One way to determine if a set of ordered pairs is a function is to use the vertical line test. This test involves drawing a vertical line on the coordinate plane and seeing if it intersects the graph of the ordered pairs at more than one point. If a vertical line intersects the graph of the ordered pairs at more than one point, then the set of ordered pairs is not a function. If a vertical line intersects the graph of the ordered pairs at only one point, then the set of ordered pairs is a function.
Another way to determine if a set of ordered pairs is a function is to use the rule of correspondence. If every first element of the ordered pair corresponds to one and only one second element, then the set of ordered pairs is a function, otherwise is not.
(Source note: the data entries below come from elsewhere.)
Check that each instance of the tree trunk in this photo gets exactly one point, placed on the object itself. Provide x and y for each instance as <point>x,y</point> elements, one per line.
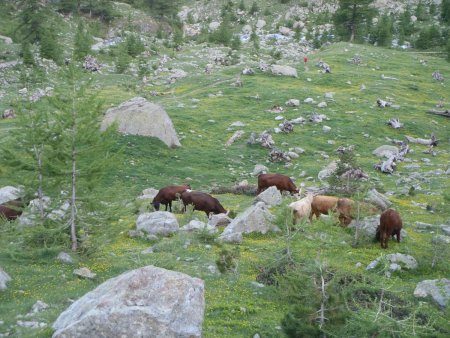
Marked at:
<point>38,154</point>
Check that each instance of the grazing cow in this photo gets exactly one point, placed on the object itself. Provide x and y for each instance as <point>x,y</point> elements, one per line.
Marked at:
<point>390,225</point>
<point>301,208</point>
<point>344,208</point>
<point>12,209</point>
<point>322,205</point>
<point>202,202</point>
<point>168,194</point>
<point>282,182</point>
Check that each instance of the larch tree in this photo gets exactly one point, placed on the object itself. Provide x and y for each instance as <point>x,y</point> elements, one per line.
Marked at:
<point>351,15</point>
<point>81,152</point>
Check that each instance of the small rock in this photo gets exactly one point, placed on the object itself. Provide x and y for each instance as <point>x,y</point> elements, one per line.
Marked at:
<point>147,251</point>
<point>84,273</point>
Additionally, you can also use algebraic methods like the definition of a function, where a function is a relation from a set A to a set B, such that for each element in A there is exactly one element in B.
For example, the set of ordered pairs {(1,2), (2,4), (3,6)} is a function because for each x-value (1,2,3) there is only one corresponding y-value (2,4,6) and this is unique.
In contrast, the set of ordered pairs {(1,2), (2,4), (3,6), (1,3)} is not a function because for x = 1 there are two different y values, 2 and 3.
It's important to remember that it's not enough to just check a few ordered pairs, you need to check all of them.